Un autre défi concerne la « maintenance des codes » : déterminer si une modification de code s'applique dans les différentes collectivités. La décision du Conseil d'État du 9 février 1990, Élections municipales de Lifou, impose que, dans le cadre du principe de spécialité, toute modification d'un texte précédemment applicable doit elle-même prévoir expressément son extension au territoire concerné.
Concernant l'aspect formel, deux possibilités existent pour rendre visible l'applicabilité des dispositions dans les différents territoires, notamment la technique des « compteurs Lifou », qui consiste à insérer des articles distincts regroupant les dispositions applicables à une collectivité. Cette méthode condense les dispositions ultramarines, mais oblige l'utilisateur à examiner chaque disposition pour vérifier son applicabilité. La deuxième possibilité, employée plus tardivement par certains codes, est la technique des « tableaux Lifou ». Ces tableaux indiquent, pour chaque disposition ou groupe de dispositions, la version de la loi ou du décret applicable dans la collectivité concernée. Ils précisent s'il s'agit de la rédaction issue de la dernière modification rendue applicable ou d'une version ancienne, les modifications ultérieures n'ayant pas été rendues expressément applicables au territoire. Cela permet à l'utilisateur de connaître la version du texte applicable. Cet exercice reste périlleux pour le lecteur qui doit également vérifier les grilles de lecture, c'est-à-dire les adaptations des dispositions dans la collectivité concernée. Il faut prendre en compte ces adaptations et remplacer certains termes, comme « préfet » par « haut-commissaire » en Polynésie française ou en Nouvelle-Calédonie. Le lecteur doit ainsi faire lui-même la version consolidée de la disposition recherchée. Cela pose la question du respect du principe d'égalité entre les citoyens hexagonaux et ceux ultramarins dans l'accès au droit. Même avec les tableaux Lifou, « les chiffres ne peuvent remplacer les lettres », rendant cet effort de codification encore imparfait.

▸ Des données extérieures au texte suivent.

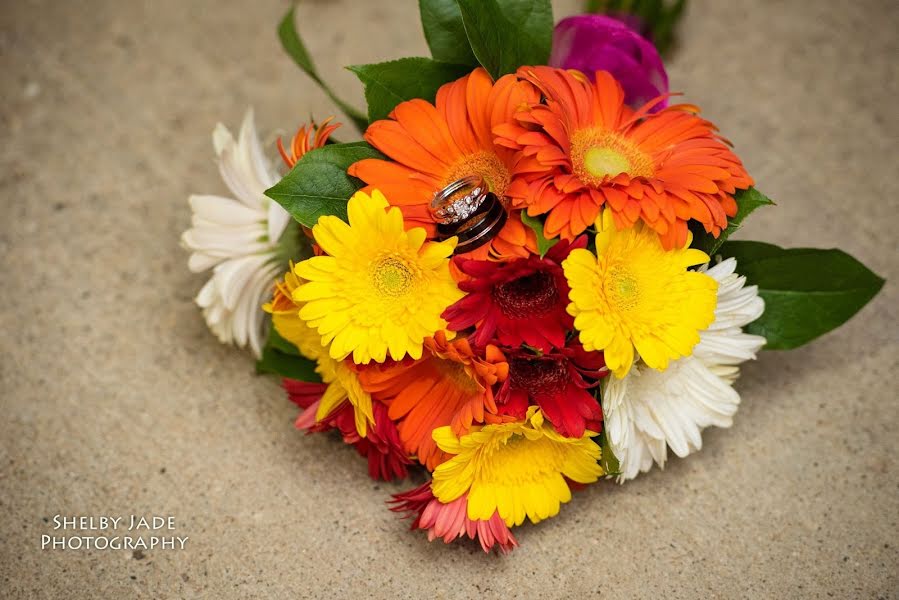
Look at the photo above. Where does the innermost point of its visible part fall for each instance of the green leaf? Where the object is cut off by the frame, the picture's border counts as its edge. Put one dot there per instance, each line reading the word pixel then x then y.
pixel 608 461
pixel 441 21
pixel 747 201
pixel 280 357
pixel 389 83
pixel 293 45
pixel 506 34
pixel 807 291
pixel 318 184
pixel 543 244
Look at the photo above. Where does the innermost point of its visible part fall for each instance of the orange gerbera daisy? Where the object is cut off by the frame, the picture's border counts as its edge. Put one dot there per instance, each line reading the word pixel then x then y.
pixel 308 137
pixel 451 385
pixel 432 146
pixel 584 148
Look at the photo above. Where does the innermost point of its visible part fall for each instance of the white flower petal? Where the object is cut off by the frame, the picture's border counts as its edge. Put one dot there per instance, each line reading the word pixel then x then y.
pixel 237 239
pixel 278 218
pixel 650 411
pixel 224 211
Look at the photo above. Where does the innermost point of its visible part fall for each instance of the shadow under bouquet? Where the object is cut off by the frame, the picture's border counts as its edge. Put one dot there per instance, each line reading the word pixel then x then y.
pixel 521 280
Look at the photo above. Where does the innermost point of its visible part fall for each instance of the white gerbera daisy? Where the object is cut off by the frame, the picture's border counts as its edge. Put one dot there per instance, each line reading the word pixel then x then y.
pixel 238 239
pixel 649 411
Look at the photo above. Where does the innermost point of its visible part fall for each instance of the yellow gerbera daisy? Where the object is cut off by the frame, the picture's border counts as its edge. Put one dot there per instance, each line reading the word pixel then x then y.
pixel 381 288
pixel 634 294
pixel 518 469
pixel 341 378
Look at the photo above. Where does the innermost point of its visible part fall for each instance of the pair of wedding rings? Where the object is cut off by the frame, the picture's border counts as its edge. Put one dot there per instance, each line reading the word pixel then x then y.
pixel 466 208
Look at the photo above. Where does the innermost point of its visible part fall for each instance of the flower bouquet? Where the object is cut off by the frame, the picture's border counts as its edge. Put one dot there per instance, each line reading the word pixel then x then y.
pixel 521 281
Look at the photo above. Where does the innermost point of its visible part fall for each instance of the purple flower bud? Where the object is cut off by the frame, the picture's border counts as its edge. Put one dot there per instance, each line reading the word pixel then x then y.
pixel 591 43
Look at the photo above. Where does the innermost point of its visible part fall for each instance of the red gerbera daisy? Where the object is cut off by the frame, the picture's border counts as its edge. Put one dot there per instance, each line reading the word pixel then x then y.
pixel 386 458
pixel 518 302
pixel 450 521
pixel 558 383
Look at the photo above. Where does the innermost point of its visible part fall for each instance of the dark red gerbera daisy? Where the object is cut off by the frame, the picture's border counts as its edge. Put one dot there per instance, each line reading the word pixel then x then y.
pixel 381 446
pixel 559 383
pixel 516 302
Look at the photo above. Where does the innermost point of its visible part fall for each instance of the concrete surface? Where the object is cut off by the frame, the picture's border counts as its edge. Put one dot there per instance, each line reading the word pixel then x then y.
pixel 117 401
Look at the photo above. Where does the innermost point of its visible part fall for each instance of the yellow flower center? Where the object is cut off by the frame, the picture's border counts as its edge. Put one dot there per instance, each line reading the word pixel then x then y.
pixel 393 276
pixel 487 165
pixel 621 289
pixel 597 156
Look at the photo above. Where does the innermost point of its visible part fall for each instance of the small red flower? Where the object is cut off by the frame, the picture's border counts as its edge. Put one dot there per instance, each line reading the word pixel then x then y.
pixel 521 301
pixel 386 458
pixel 557 382
pixel 450 521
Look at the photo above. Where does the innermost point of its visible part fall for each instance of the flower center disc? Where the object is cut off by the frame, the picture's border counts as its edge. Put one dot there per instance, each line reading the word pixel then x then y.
pixel 487 165
pixel 597 156
pixel 622 290
pixel 392 277
pixel 538 375
pixel 529 296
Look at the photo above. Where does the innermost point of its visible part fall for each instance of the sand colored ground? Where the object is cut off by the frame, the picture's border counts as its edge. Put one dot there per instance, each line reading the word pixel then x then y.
pixel 117 401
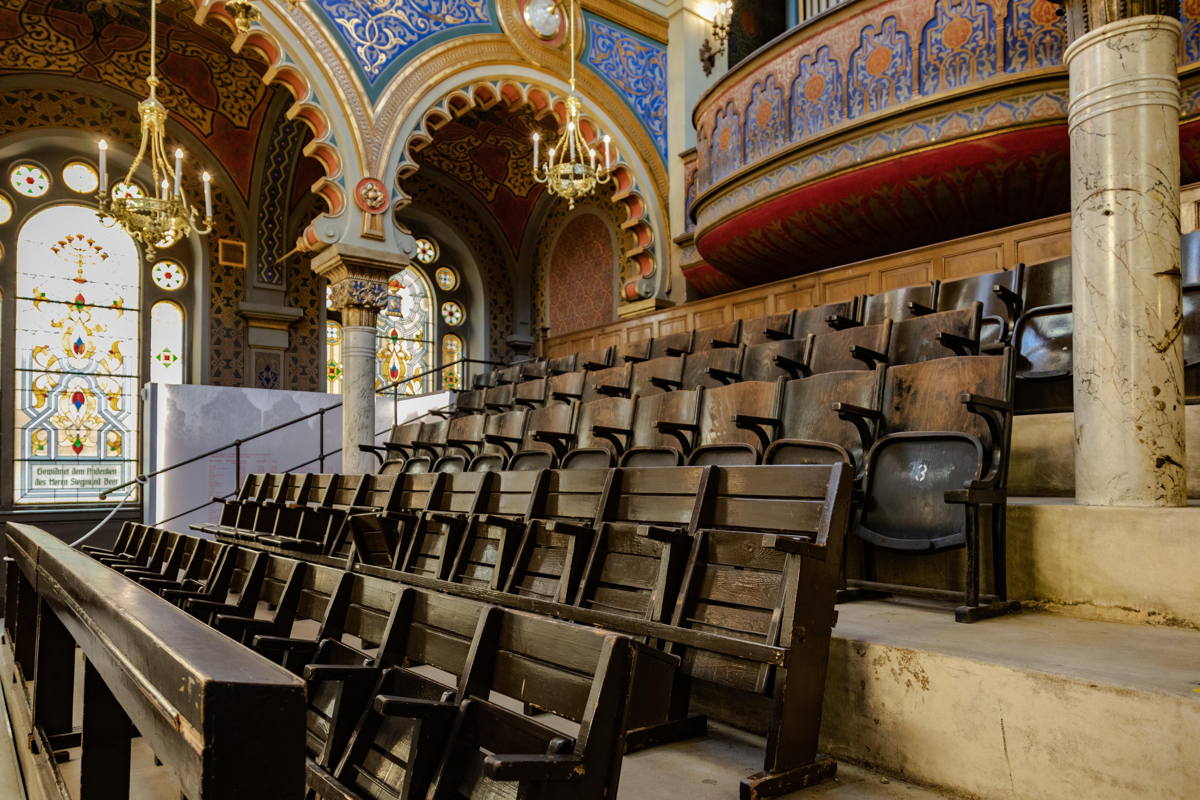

Une deuxième approche consiste à créer des codes spécifiques pour certains territoires, comme le code des communes de la Nouvelle-Calédonie ou le code des douanes de Wallis-et-Futuna. Cette option, peu fréquemment utilisée, rend le droit plus lisible en identifiant le territoire concerné, mais complique la maintenance des codes en empêchant une vision globale de la matière.
La question se pose de savoir s'il ne faudrait pas avoir, par matière et par territoire, un code prévoyant les dispositions étatiques spécifiquement applicables, comme cela a été fait en Polynésie française et Nouvelle-Calédonie. On pourrait même envisager un code des outre-mer regroupant ces dispositions par matière. Cette approche renvoie à la question de l'identité de ces territoires : un code spécifique met en avant leur identité, tandis qu'une codification générale souligne davantage l'unité.
Mme Caroline Bouix. - Je vais maintenant aborder la dualité entre les codes nationaux, qui intègrent les dispositions applicables dans les outre-mer, et les codifications locales, qui se concentrent sur le droit applicable à un territoire donné. Les collectivités disposant de vastes compétences - principalement la Nouvelle-Calédonie, la Polynésie française, mais aussi Saint-Barthélemy et plus généralement les COM - peuvent produire leurs propres codes. Il est important de distinguer les codes véritablement créés par la collectivité et les codes seulement applicables à ces collectivités.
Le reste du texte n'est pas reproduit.